Come evidenziato nei numeri precedenti di questa rubrica, sembra essere in atto in Cina un ridimensionamento degli squilibri con l’estero dovuti all’accumulo di surplus commerciali. Ma qual è l’origine di questi surplus e come vanno evolvendo? Osservando le principali voci della bilancia dei pagamenti cinese in serie storica (figura 1*), si nota il ruolo preponderante del saldo delle partite correnti – a sua volta largamente determinato dalla bilancia commerciale (esportazioni di beni e servizi meno importazioni) – e del conto finanziario – in cui pesano in modo determinante i flussi netti di investimenti diretti esteri (Ide). Il peso del conto capitale, che è ancora soggetto a molte restrizioni, è assai meno rilevante.
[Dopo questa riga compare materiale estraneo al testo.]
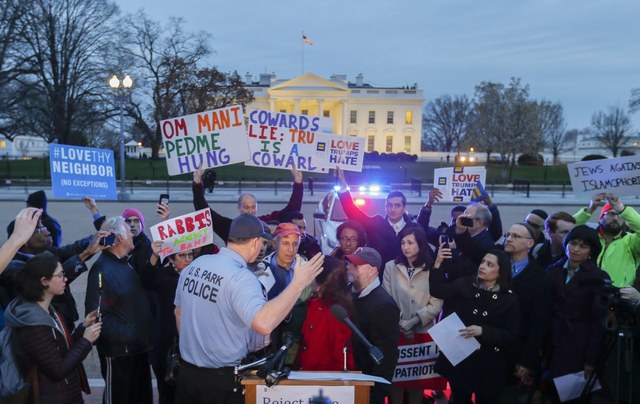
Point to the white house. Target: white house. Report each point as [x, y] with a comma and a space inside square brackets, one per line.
[389, 118]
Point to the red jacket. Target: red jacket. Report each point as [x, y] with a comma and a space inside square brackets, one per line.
[323, 338]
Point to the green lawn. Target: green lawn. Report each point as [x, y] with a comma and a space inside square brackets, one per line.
[383, 173]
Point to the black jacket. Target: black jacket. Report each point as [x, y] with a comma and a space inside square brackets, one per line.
[68, 256]
[127, 322]
[497, 313]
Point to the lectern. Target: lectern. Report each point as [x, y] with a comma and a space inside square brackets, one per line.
[306, 391]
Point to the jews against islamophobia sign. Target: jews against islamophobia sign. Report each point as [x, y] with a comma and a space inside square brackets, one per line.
[458, 183]
[207, 139]
[82, 171]
[184, 232]
[280, 140]
[619, 176]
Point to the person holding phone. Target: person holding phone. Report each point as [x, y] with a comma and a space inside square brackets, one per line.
[406, 279]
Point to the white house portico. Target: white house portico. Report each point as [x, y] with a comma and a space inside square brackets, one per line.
[389, 118]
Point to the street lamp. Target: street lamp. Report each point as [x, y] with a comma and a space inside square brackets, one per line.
[121, 96]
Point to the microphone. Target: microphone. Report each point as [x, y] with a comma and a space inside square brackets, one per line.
[276, 361]
[340, 314]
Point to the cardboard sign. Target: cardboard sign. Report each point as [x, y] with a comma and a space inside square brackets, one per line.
[184, 232]
[458, 183]
[207, 139]
[82, 171]
[416, 364]
[619, 176]
[279, 140]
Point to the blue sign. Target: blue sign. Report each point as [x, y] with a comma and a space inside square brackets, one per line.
[82, 171]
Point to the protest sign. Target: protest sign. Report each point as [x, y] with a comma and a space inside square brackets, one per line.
[459, 183]
[207, 139]
[82, 171]
[416, 364]
[619, 176]
[184, 232]
[280, 140]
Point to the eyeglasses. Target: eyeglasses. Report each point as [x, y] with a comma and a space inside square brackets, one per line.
[515, 236]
Soffermiamoci allora sull’andamento dei flussi commerciali, in particolare delle esportazioni, e sugli investimenti a lungo termine sotto forma di Ide.
Nel periodo precedente le riforme la strategia commerciale della Cina era caratterizzata da forti controlli e restrizioni governative, da politiche di sostituzione delle importazioni e da un tasso di cambio sopravvalutato. I beni ad elevata intensità di capitale dominavano le esportazioni. Ancora nel 1985 le esportazioni di petrolio rappresentavano circa il 20% del totale; la bilancia commerciale era in deficit a causa delle massicce importazioni di beni di consumo. Il processo di liberalizzazione avviato nel 1984 portò a una rapida crescita delle esportazioni. Vi contribuirono, in particolare, l’aumento del numero di imprese commerciali a cui era permesso esportare e la creazione di zone economiche speciali che offrivano un trattamento favorevole alle imprese straniere. Inoltre, il renminbi venne svalutato di circa il 60% rispetto al dollaro. Già nei primi anni ‘90 la struttura delle esportazioni era molto cambiata, con un peso assai maggiore dei prodotti a più elevata intensità del fattore lavoro. Una nuova ondata di liberalizzazioni ha accompagnato e agevolato l’accesso della Cina all’Organizzazione mondiale per il commercio (Omc) del dicembre 2001 e il conseguente boom delle esportazioni. In poco meno di un decennio la Repubblica popolare cinese è diventata il primo esportatore mondiale davanti alla Germania. In un contesto mondiale caratterizzato da una crescente frammentazione della produzione di beni e servizi, la Cina ha conquistato un ruolo crescente nell’assemblaggio e nella produzione di beni intermedi.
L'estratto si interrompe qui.